Sociale herkomst, sociale toekomst

Sociale afkomst bepaalt sociale toekomst. We wisten het al, maar een nieuwe studie drukt ons nog eens met de neus op de feiten. Jongeren met precies dezelfde schoolresultaten krijgen een heel andere beoordeling, afhankelijk van hun sociale achtergrond. De UGent en de KU Leuven deden de test en ontdekten dat, met net hetzelfde rapport, de dochter van zelfstandigen de helft meer kans maakt op een A-attest dan een arbeiderszoon van buitenlandse herkomst.

 

Dezelfde schoolresultaten, dezelfde competenties, maar de ene wordt door de klassenraad over de drempel naar het volgende jaar getild, terwijl de andere moet afzakken of blijven zitten. Het is dan ook geen wonder dat de sociale mobiliteit in Vlaanderen zo ontzettend laag is: veel meer dan elders bepaalt de scholingsgraad van de ouders hier de scholingsgraad van de kinderen – en daarmee ook de verdere levenskansen van die kinderen.

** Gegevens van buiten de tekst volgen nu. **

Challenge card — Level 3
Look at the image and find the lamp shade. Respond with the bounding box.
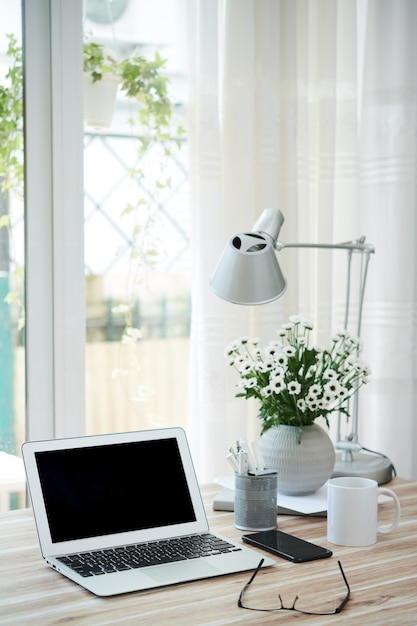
[210,232,287,305]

Niet dat we dit nog niet wisten, al doen we ontzettend graag alsof Vlaanderen het land van de gelijke kansen is, waar iedereen gelijk aan de meet komt en het dus enkel maar een kwestie is van de kansen te grijpen die hier voor iedereen evenzeer voor het rapen liggen. Een leuk fabeltje, zeer zeker, dat wie het gemaakt heeft toelaat om zijn geweten te sussen en neer te kijken op wie minder fortuinlijk is, maar dus: niet meer dan een fabeltje. Dezelfde schoolresultaten, dezelfde competenties, een heel andere toekomst want een heel andere afkomst.

Dat die kansenongelijkheid net op school al zulke kwalijke vormen aanneemt, is des te pijnlijker omdat iemands scholing zo bepalend is voor iemands professionele toekomst. Het zal niet verbazen dat er een grote inkomenskloof gaapt tussen wie lagergeschoold, middengeschoold, of hogergeschoold is.

Volgens cijfers van het statistisch instituut van de Europese Unie Eurostat lag in 2003 het netto-mediaaninkomen van een hogergeschoolde op arbeidsleeftijd 360 euro per maand hoger dan het netto-mediaaninkomen van een middengeschoolde – dat is dus het inkomen na belastingen en sociale transfers. In 2016 was dit inkomensverschil al gestegen naar 607 euro per maand. Met een lagergeschoolde loopt het verschil nog veel hoger op: van 620 euro in 2003 tot maar liefst 1.062 euro in 2016. Elke maand opnieuw.

Dan mag men ons nog zo vaak op het hart drukken dat we elke opleiding als gelijkwaardig moeten beschouwen, dat de ene niet minder is dan de andere, het feit blijft dat de ene opleiding voorbereidt op hoger onderwijs, en de andere niet, en dat de inkomenskloof tussen wie wel en wie geen hoger onderwijs genoten heeft gigantisch is – en dat die inkomenskloof jaar na jaar breder en dieper wordt.

Als dan nog maar eens duidelijk wordt dat iemands schoolcarrière – en dus ook werkcarrière – in belangrijke mate bepaald wordt niet door zijn competenties maar door zijn sociale afkomst, dan kunnen we alleen maar besluiten dat we hier iets grondig fout doen. We spelen met de toekomst van kinderen die veel beter verdienen.

— Dit stuk verscheen op 6 februari in De Morgen.